Online fraud is a complex, constantly evolving type of crime that has a significant impact on revenue and major business consequences.

While eCommerce merchants are exploring new ways to provide customers with a seamless and ultra-personalized experience, scammers are also innovating in their own way. Every touchpoint you create—from buy online/pick-up-in-store options to social click-to-buy ads, mobile shopping to loyalty rewards programs—is another opportunity for cybercriminals to bypass your fraud screening.

Scammers often make multiple attempts to infiltrate your systems. To determine the most effective response to stopping their ever-evolving tactics, it’s essential to analyze transactional data for clues on how to refine your approach.

Refine your custom rules with custom inputs

As a minFraud customer, you can use custom inputs to create custom rules that are fine-tuned by you to identify fraudulent activity in your specific business environment.

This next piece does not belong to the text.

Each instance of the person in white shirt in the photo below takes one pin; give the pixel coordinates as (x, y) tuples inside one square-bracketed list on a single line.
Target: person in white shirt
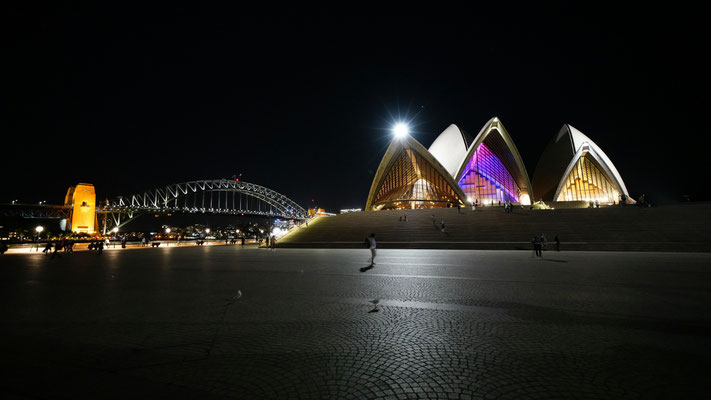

Custom inputs can be used during review of transactional details in support of your minFraud queries to help identify suspicious activities and prevent chargebacks, card association fines, and false positives.

Custom inputs can help you:

  • Extend minFraud service features to capture data points specific to your experience with fraud
  • Use data points you define to automatically accept, reject, or send transactions to manual review
  • Enable review of custom data points in the context of minFraud service data points

We currently support custom inputs using the following data types: string, boolean, number, and phone number.

Custom inputs are available for all tiers of minFraud service: Score, Insights, and Factors.

Example: How custom inputs can help reduce loyalty program fraud

Let’s consider how you can use custom inputs to help prevent a common type of fraud: Loyalty program fraud.

Loyalty programs are an excellent way to strengthen customer relationships and gain repeat business, which is why most online retailers offer a type of loyalty program.

You can reduce the possibility of loyalty program fraud by using custom inputs to create custom rules that target activities commonly linked to loyalty program fraud: unusual spending patterns, warehouse timezones, IP deviation, or any other data that may mean a scammer has taken over a customer’s account.

Let’s look at an example using the “earn points on purchases” model. In this scenario, your customers can apply loyalty points to the purchase price of a gift card so that instead of paying $100 for a gift card valued at $100, they only pay $90.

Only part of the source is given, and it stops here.